Select schemas and tables to publish
You may publish the entire model, or selectively choose a subset, then click Submit

In DataHub, "Env" refers to the Environment (e.g., PROD, DEV, STAGING) where a dataset for a Platform Instance resides, acting as a qualifier to differentiate datasets with similar names across platforms. You may choose among a pre-defined list of FabricTypes. Our default is PROD.

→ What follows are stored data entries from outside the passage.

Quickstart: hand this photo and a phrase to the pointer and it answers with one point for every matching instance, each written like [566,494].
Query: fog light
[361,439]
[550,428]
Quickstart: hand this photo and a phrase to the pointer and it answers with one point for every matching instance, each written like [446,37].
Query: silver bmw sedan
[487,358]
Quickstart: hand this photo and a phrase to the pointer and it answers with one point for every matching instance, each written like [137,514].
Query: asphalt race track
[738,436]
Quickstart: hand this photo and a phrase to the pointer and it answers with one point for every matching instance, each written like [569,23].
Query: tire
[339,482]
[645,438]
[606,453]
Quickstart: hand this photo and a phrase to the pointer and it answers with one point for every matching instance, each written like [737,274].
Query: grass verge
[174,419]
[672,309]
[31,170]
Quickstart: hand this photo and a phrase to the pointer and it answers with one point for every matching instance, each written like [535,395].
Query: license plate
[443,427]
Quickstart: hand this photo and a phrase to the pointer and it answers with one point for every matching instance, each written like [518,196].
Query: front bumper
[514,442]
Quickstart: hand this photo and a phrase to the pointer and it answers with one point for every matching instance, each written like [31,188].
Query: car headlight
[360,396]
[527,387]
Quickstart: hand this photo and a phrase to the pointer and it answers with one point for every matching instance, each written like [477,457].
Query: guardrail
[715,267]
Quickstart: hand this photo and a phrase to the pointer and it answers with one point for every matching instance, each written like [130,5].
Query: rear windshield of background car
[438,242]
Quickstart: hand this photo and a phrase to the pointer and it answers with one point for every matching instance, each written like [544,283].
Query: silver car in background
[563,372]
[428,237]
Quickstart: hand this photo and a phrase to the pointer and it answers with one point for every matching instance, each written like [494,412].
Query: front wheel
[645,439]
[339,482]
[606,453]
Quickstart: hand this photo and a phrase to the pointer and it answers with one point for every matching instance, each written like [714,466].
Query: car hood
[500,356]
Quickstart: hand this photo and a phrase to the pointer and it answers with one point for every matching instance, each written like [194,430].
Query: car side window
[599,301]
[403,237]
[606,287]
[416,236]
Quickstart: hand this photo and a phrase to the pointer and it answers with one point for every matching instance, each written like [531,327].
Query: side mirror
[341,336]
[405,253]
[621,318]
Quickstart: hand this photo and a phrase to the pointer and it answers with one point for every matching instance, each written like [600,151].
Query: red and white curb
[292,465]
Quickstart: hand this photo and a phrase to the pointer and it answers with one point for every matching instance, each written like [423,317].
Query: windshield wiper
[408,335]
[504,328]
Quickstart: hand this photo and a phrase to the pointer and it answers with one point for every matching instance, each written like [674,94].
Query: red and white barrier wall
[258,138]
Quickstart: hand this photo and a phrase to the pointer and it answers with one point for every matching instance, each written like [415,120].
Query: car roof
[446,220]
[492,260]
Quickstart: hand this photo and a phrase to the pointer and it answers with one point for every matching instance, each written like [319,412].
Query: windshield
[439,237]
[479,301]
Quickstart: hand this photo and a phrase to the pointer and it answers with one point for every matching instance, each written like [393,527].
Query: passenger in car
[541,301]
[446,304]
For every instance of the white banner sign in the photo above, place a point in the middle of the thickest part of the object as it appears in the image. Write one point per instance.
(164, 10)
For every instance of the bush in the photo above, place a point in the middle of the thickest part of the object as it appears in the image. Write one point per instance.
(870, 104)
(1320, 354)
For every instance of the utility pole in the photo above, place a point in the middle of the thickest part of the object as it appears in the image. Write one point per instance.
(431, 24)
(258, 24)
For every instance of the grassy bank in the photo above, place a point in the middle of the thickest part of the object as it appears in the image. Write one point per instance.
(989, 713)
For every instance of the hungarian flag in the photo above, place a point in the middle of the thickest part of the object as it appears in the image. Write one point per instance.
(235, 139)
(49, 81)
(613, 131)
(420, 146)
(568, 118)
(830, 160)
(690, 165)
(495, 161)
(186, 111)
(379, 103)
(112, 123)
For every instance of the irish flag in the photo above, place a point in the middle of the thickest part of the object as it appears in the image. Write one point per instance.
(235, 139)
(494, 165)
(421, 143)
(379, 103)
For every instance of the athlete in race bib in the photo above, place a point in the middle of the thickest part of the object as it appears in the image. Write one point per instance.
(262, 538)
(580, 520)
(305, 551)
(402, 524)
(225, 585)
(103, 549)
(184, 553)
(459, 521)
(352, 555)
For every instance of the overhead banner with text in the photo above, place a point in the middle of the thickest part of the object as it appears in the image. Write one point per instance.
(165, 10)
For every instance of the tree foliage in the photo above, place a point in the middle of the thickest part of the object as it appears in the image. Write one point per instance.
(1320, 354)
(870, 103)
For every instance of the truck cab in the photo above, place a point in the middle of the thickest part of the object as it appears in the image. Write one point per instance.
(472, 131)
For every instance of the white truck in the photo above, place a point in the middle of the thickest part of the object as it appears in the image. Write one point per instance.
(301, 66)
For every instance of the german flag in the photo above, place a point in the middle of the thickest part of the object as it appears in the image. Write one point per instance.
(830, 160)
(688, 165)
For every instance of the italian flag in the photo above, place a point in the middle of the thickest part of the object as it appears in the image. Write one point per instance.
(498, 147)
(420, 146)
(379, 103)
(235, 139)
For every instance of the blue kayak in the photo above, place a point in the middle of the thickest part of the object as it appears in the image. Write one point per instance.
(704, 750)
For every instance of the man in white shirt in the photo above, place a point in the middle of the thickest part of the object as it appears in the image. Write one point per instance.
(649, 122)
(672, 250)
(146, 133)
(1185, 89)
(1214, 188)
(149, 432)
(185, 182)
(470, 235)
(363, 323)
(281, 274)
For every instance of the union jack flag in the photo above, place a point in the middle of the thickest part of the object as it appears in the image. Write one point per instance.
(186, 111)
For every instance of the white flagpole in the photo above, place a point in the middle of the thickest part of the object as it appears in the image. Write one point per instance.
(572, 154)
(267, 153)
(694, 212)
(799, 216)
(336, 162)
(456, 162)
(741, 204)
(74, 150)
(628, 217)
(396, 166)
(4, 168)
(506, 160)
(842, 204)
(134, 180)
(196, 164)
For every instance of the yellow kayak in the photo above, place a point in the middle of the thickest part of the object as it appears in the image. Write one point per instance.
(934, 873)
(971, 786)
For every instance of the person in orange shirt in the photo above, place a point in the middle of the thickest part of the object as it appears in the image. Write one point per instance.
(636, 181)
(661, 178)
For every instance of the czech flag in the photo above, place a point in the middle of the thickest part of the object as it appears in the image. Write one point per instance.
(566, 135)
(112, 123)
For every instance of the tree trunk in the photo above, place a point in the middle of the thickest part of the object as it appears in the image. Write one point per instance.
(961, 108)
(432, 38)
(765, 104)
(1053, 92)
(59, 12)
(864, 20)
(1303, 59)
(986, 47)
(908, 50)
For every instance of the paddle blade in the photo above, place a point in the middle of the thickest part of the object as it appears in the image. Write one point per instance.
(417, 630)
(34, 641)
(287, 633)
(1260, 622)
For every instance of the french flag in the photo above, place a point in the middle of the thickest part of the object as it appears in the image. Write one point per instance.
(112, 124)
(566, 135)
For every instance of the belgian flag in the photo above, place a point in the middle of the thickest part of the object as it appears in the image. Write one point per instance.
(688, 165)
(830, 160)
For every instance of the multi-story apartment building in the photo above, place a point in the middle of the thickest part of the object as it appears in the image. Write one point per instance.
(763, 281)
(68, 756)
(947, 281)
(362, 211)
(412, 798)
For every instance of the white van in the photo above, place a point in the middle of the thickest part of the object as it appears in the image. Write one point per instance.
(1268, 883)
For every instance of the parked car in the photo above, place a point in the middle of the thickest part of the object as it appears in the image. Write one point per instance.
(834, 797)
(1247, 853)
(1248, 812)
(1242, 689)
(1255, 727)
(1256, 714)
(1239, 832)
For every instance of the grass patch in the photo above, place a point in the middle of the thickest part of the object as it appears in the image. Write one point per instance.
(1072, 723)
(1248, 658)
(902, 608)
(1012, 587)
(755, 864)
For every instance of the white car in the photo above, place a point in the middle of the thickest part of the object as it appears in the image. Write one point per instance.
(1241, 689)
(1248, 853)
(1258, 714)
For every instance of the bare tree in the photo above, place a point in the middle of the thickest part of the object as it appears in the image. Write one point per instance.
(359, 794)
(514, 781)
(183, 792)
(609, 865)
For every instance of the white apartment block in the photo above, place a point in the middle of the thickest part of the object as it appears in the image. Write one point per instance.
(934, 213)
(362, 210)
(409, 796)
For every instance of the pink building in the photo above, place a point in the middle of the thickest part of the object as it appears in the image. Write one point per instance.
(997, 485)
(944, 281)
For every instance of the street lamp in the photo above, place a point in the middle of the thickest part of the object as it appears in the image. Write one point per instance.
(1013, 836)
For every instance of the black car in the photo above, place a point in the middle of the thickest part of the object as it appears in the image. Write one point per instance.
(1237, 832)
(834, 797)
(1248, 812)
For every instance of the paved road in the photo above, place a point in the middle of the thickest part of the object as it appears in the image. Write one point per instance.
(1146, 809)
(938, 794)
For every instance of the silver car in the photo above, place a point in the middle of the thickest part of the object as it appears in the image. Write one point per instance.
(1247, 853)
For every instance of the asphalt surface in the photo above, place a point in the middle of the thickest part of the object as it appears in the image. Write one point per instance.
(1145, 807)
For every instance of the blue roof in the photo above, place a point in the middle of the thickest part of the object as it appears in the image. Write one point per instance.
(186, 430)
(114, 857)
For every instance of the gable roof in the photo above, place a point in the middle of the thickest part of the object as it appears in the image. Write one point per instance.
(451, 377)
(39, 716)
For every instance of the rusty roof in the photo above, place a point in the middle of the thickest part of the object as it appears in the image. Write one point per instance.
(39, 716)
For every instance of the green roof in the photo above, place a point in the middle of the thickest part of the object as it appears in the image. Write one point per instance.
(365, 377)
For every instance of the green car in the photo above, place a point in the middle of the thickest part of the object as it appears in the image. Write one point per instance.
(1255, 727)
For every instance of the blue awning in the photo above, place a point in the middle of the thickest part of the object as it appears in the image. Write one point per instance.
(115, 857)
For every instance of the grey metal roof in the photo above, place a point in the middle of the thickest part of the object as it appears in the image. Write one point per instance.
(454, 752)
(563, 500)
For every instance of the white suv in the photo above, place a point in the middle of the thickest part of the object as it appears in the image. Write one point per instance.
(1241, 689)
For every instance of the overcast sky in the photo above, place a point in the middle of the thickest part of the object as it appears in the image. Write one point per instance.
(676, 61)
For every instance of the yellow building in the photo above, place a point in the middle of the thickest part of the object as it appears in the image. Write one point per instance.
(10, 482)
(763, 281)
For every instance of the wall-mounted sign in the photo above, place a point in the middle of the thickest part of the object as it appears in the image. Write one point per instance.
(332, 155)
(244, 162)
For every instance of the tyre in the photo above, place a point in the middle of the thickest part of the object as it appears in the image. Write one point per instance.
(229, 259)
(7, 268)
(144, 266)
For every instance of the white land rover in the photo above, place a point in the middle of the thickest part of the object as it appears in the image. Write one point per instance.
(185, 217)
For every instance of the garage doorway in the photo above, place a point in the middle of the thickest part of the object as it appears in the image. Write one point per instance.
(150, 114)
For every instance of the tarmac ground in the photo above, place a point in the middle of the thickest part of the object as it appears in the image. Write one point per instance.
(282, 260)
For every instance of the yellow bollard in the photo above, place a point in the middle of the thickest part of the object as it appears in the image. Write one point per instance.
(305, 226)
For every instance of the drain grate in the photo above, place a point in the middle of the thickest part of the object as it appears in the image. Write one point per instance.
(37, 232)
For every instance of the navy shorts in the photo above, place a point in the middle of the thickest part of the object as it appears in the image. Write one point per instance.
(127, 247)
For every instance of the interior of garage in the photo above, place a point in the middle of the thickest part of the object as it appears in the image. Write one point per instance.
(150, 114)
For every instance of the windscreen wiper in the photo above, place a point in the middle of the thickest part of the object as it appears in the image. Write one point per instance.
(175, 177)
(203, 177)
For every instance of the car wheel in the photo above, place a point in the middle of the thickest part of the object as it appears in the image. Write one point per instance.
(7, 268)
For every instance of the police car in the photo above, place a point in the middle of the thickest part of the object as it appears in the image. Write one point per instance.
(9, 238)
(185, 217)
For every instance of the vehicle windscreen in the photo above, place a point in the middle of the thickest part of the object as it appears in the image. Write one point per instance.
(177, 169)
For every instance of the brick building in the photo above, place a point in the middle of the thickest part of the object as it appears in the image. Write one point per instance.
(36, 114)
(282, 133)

By default in the ingestion recipe of DataHub, the flag convert_urns_to_lowercase is set to true but the value of that flag can be changed in your instance. If that's the case, you have the possibility to uncheck the box when publishing the model, in order to generate the URNs in the same way the DataHub does.
Visualize your data model in the DataHub application
The data model information can immediately be viewed inside DataHub. Simply go to the Home page, and look at the Platforms pane, then select the target for which you just published your data model, or type the name in the search bar:

When we publish a view, we also publish the lineage to the underlying table:

Custom properties (TBA)
You may configure custom properties in the DataHub platform. They are configured similarly to what we have in Hackolade Studio. The property is defined on specific level (Container, Dataset, Column etc.) and can have different value types.
If the custom property is configured in DataHub and Hackolade Studio with the same name (propertyKeyword in Hackolade and Qualified name in DataHub) and relevant type, the publishing forward-engineers this property to DataHub. If the name is the same, but type is not compatible a warning is displayed, and we skip this property.